ThreatNG delivers actionable reports to facilitate rapid remediation of leaks:

Prioritized Report: ThreatNG utilizes its granular findings to classify data leaks by severity. For example, the discovery of a database backup file or a private encryption key exposed on an archived web page would be flagged as a Critical risk, complete with the path to the exposed file, ensuring immediate action.

Continuous Monitoring

ThreatNG performs continuous monitoring of the external attack surface and digital risk. This is vital because exposed data can appear and disappear rapidly (e.g., a file being accidentally made public for a short time).

Example: ThreatNG consistently monitors the public Dark Web and code repositories. Suppose an employee accidentally pushes a file with API keys to a public repository at 2 AM. In that case, the continuous monitoring detects it instantly, enabling the security team to revoke the key before threat actors can use it.

Investigation Modules

The Investigation Modules are the core components used to find and validate the leaked data itself:

Sensitive Code Exposure: This module primarily addresses technical leaks.
- Example: It scans code-sharing platforms (like GitHub) and mobile apps to find exposed Access Credentials (e.g., a hardcoded AWS Access Key ID) or Security Credentials (e.g., an RSA Private Key) within code, configuration files, or other documentation.
Archived Web Pages: This module checks for data that was made public in the past and is still accessible via web archives.
- Example: It discovers an archived version of a former employee's Document File (PDF) that contains sensitive, unredacted client PII that should have been securely destroyed. It also checks for the archival of API definitions, JSON Files, and Directories that might expose infrastructure details or data.
Dark Web Presence: This module confirms when a leak has been actively exploited or is being sold.
- Example: It identifies Associated Compromised Credentials for the organization's user base being traded on a dark web forum, confirming that a data leak event (or credential stuffing source) is active.
Technology Stack: While primarily for asset tracking, this can pinpoint misconfigured technologies.
- Example: It identifies the version of Web Servers or Databases being used. If the version is known to have a default password or a specific public configuration that leads to data exposure, the risk is elevated.

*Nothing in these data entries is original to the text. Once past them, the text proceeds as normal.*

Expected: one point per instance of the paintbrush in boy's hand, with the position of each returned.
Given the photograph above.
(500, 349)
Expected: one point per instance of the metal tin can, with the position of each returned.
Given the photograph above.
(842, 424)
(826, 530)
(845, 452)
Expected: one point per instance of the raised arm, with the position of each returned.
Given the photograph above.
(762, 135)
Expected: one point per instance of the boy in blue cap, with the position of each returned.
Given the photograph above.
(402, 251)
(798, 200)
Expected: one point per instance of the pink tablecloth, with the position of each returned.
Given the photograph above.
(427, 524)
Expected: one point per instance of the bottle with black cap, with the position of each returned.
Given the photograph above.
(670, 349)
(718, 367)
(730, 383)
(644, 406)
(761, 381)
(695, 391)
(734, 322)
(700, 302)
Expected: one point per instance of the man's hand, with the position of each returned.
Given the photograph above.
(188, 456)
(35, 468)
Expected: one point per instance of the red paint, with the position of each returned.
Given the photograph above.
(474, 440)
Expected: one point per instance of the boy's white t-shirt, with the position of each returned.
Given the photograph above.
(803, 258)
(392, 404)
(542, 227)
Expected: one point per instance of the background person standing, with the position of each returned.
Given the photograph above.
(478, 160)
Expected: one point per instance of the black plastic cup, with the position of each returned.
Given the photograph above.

Intelligence Repositories (DarCache)

The Intelligence Repositories provide the context and raw data needed to identify mass leaks:

Compromised Credentials (DarCache Rupture): A massive database of leaked credentials used to cross-reference against employee and customer identities, immediately identifying high-risk, leaked accounts.
Dark Web (DarCache Dark Web): A continuous feed of intelligence from closed sources and forums, often containing early mentions or samples of leaked corporate data or trade secrets being offered for sale.

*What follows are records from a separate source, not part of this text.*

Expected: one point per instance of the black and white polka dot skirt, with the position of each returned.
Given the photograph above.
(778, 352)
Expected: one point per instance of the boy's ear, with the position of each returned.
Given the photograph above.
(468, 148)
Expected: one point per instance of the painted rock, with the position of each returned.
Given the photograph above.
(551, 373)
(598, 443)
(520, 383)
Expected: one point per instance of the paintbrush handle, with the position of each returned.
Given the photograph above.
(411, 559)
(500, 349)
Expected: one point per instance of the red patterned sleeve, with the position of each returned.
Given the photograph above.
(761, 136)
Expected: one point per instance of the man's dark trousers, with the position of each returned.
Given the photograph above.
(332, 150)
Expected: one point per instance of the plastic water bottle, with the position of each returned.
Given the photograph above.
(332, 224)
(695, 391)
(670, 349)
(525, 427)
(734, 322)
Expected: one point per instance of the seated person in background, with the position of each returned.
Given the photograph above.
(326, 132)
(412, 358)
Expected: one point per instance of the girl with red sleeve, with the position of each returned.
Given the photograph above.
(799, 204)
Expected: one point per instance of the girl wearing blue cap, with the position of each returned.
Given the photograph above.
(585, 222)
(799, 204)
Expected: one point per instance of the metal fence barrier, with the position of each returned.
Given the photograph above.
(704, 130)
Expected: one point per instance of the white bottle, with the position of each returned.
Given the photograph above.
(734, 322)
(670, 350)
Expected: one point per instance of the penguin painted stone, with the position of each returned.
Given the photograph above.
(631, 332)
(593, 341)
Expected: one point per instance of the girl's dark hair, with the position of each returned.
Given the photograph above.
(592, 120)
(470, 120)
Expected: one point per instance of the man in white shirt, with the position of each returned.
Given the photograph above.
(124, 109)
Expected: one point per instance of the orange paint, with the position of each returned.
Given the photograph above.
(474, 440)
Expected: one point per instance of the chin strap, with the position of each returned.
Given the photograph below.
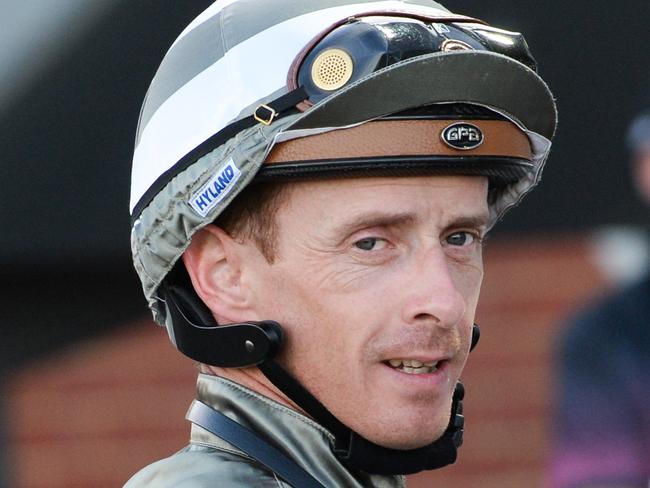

Working with Complementary Solutions

ThreatNG's external, high-fidelity intelligence is crucial for triggering automated containment and response in complementary solutions.

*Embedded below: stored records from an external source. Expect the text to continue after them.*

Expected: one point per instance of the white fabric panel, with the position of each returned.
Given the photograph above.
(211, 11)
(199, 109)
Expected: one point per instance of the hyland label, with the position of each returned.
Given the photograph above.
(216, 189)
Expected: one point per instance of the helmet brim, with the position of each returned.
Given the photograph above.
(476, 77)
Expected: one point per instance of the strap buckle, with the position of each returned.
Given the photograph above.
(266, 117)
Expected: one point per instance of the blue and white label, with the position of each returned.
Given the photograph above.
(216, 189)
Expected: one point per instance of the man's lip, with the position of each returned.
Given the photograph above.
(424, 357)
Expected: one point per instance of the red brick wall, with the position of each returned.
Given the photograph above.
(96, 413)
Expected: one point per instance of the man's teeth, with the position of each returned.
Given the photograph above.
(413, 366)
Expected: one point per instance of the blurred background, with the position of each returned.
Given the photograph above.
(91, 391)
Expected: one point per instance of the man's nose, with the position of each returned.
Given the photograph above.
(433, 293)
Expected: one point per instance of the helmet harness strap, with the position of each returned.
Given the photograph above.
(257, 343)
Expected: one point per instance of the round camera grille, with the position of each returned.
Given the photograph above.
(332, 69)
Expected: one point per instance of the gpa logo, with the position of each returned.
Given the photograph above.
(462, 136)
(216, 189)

Data Loss Prevention (DLP) Tools: ThreatNG’s Sensitive Code Exposure module identifies a proprietary algorithm’s source code and an employee's name in a public repository. This highly actionable intelligence is sent to the complementary DLP tool, which primarily operates inside the network. The DLP tool can use this external evidence to identify the specific internal workstation or process responsible for the data exfiltration and then automatically block the user's ability to copy, print, or transfer any further sensitive files, thereby stopping an ongoing leak.
Cloud Security Posture Management (CSPM) Tools: ThreatNG's External Discovery and Archived Web Pages modules identify publicly accessible Subdomains hosting outdated, misconfigured cloud storage links (e.g., publicly open Azure Blob Storage links). This external exposure finding is sent to the complementary CSPM tool. The CSPM tool can immediately use this information to scan its internal configuration baselines, locate the specific misconfigured cloud resource, and then automatically remediate the configuration (e.g., change the access policy to private), instantly closing the data leak path identified externally by ThreatNG.